Nach Angaben der Kläger wurden die beiden Mitteilungen erst am 8. August 1983 in einem Spielschrank der Kinder entdeckt. Noch am selben Tage holte die Klägerin die Schriftstücke mit den beigeschlossenen Einkommensteuerbescheiden beim Postamt ab. Mit dem vom damaligen Bevollmächtigten gefertigten Einspruch vom 11. August 1983, am selben Tage beim FA eingegangen, begehrten die Kläger eine um 5 762 DM niedrigere Steuerfestsetzung. Zur näheren Begründung wurde am 18. August 1983 die Einkommensteuererklärung für 1980 nachgereicht.

Mit Schreiben vom 30. August 1983 unterrichtete das FA die Kläger von der Niederlegung der Schriftstücke am 7. Juni 1983 und wies die Kläger wegen der Fristversäumung auf die Möglichkeit eines Antrags auf Wiedereinsetzung in den vorigen Stand hin. Namens der Kläger stellte die Klägerin mit Schreiben vom 18. September 1983 diesen Antrag mit der Einlassung, ihre Kinder hätten ,,die Zettel von der Post für Reklame" gehalten. Das FA erachtete diese Wiedereinsetzungsgründe für nicht hinreichend und wies den Einspruch als unzulässig zurück.

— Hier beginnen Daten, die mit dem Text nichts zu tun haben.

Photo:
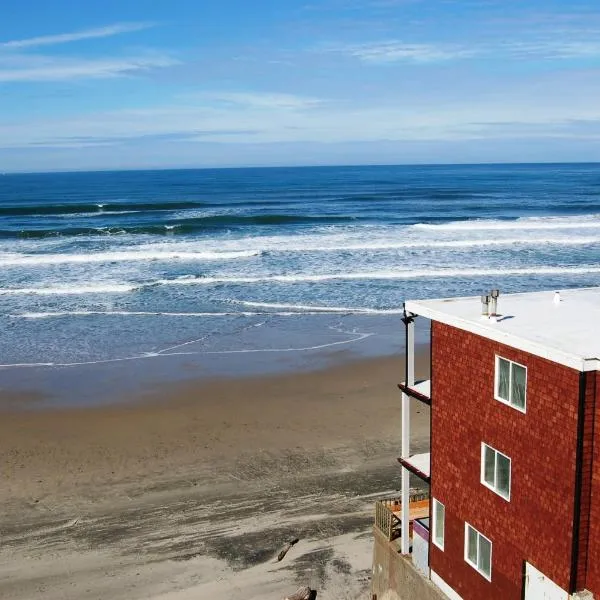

Zur Begründung der auf Aufhebung der Einspruchsentscheidung gerichteten Klage haben die Kläger vorgetragen, ihre Kinder seien belehrt gewesen, daß eingehende Briefe sorgfältig aufzubewahren seien. Hieran hätten sie sich auch streng gehalten. Die beiden Mitteilungsscheine seien von den Kindern nicht als solche zu verwahrende Post erkannt worden; sie hätten sie vielmehr für Reklamezettel gehalten, wie sie täglich jeden Haushalt erreichten, und deshalb zum Spielen benutzt. Eine stärkere Beaufsichtigung der Kinder, die u. U. diesen Fehlgebrauch hätte vermeiden können, sei zum damaligen Zeitpunkt nicht möglich gewesen. Die Ehefrau habe wegen eines Betriebsunfalls des Klägers einspringen müssen, um den ohnehin existenzgefährdeten Betrieb aufrechtzuerhalten.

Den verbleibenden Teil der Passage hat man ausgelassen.